Among its recommendations, the Committee says the Government should direct NBN Co. to finish what remains of fixed line network work using FTTC (Fibre To The Curb) or FTTP (Fibre To The Premise).
As many have also forewarned, the Committee believes much of the FTTN (Fibre To The Node) work already done will likely require substantial upgrading in the short term.
“…nbn has made it clear this will be more costly than delivering a future-proofed technology (FTTC or FTTP) in the rollout phase.”
The decision to deliver the NBN through a multi-technology mix, including FTTN, resulted from a change in policy implemented by the Coalition government in 2013. Previously, the NBN was being rolled out as a fixed line network using FTTP.
The committee has also recommended the Government demand NBN Co. reveal areas currently earmarked for satellite connection that were previously designated to receive the NBN by FTTN or fixed wireless, and explain why the change has occurred.
The nation is still lagging behind many other countries in terms of broadband speed. Earlier this year we reported other countries ahead of Australia for average connection speed during the first quarter of this year included Thailand, Latvia, Romania and the Czech Republic.
The appetite of Australians for data is also rapidly increasing.
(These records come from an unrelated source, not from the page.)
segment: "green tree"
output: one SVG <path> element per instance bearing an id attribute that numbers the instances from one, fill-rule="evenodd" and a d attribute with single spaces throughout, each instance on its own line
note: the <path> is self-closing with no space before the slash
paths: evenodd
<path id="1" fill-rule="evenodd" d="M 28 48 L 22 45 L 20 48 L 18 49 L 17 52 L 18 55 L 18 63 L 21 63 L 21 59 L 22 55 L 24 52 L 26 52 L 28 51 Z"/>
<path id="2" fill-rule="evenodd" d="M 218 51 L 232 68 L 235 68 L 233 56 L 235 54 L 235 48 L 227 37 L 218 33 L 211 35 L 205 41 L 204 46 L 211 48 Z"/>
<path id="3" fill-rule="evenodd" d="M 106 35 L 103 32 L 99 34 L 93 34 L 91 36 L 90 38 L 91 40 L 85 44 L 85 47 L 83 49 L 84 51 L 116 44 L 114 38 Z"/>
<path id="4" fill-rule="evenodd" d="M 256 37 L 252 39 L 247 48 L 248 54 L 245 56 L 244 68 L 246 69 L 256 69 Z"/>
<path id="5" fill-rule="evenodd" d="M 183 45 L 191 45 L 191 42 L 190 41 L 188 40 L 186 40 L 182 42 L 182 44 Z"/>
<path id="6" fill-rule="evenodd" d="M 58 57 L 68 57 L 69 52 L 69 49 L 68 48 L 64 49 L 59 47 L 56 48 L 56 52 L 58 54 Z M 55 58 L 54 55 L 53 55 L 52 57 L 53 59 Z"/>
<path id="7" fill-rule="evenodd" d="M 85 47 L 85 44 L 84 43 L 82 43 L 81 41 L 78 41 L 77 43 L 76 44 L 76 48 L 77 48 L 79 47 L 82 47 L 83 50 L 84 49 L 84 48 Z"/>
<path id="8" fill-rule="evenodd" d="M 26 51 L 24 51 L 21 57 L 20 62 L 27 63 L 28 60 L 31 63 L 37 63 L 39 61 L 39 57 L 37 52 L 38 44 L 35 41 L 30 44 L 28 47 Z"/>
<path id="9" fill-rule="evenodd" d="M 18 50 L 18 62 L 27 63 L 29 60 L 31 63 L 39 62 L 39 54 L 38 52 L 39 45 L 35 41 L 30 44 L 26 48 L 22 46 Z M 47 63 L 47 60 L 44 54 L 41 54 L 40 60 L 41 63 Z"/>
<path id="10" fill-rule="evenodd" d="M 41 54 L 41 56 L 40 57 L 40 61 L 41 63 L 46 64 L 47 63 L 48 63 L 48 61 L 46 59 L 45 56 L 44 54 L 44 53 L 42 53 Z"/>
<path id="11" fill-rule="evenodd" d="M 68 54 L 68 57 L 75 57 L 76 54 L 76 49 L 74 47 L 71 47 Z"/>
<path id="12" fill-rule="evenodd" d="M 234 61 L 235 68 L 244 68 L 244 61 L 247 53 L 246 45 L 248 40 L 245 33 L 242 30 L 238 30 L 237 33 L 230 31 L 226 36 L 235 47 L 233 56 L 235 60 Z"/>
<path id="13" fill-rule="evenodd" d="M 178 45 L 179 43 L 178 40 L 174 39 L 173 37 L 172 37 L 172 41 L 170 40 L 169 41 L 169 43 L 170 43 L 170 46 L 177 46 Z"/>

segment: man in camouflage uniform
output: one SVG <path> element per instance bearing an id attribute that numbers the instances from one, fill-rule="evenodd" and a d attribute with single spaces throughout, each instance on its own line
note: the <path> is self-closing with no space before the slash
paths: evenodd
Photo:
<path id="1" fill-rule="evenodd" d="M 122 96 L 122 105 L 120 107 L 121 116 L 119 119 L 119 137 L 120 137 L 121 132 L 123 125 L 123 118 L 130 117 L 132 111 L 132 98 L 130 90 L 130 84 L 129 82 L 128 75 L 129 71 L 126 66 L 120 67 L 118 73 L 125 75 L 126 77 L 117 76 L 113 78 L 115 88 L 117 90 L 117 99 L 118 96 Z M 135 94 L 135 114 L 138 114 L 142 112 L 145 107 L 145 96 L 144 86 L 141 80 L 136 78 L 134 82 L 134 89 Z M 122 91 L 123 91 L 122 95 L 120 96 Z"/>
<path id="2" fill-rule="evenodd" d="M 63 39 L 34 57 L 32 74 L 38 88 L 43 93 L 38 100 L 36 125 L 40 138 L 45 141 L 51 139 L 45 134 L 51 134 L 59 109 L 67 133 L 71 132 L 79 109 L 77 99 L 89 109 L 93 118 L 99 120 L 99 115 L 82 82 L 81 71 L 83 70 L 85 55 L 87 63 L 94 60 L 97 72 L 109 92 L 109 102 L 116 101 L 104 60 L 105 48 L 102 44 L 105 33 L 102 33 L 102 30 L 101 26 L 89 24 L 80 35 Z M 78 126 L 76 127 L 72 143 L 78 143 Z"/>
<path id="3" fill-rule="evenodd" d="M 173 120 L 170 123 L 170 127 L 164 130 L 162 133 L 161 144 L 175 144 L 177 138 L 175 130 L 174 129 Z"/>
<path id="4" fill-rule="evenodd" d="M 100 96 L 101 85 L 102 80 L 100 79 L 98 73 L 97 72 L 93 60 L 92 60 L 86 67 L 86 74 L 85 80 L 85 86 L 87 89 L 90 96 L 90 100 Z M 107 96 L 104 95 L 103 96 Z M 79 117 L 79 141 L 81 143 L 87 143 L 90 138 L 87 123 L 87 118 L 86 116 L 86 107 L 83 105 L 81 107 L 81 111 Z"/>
Last week, we mentioned recently published stats from the Australian Bureau of Statistics indicating a 42.8% increase in data downloads in the year between June 2016 and June 2017.
“All the evidence strongly suggests that speed and data requirements of Australian households and business will continue to grow rapidly,” says the Committee, also stating Australia will not be provided with a ” fast, affordable, ubiquitous, and fair” broadband network.
The Committee has also recommended the Government arrange for an independent audit and assessment of the long-term assumptions of NBN Co’s financial projections as based on in its Corporate Plan 2018-21.
In total, 23 recommendations are detailed in the 210 page document. The Joint Standing Committee on the National Broadband Network’s first report can be downloaded here (PDF).
In developing the report, the Committee received 191 submissions to its inquiry from a range of individuals and organisations, plus held 15 public hearings.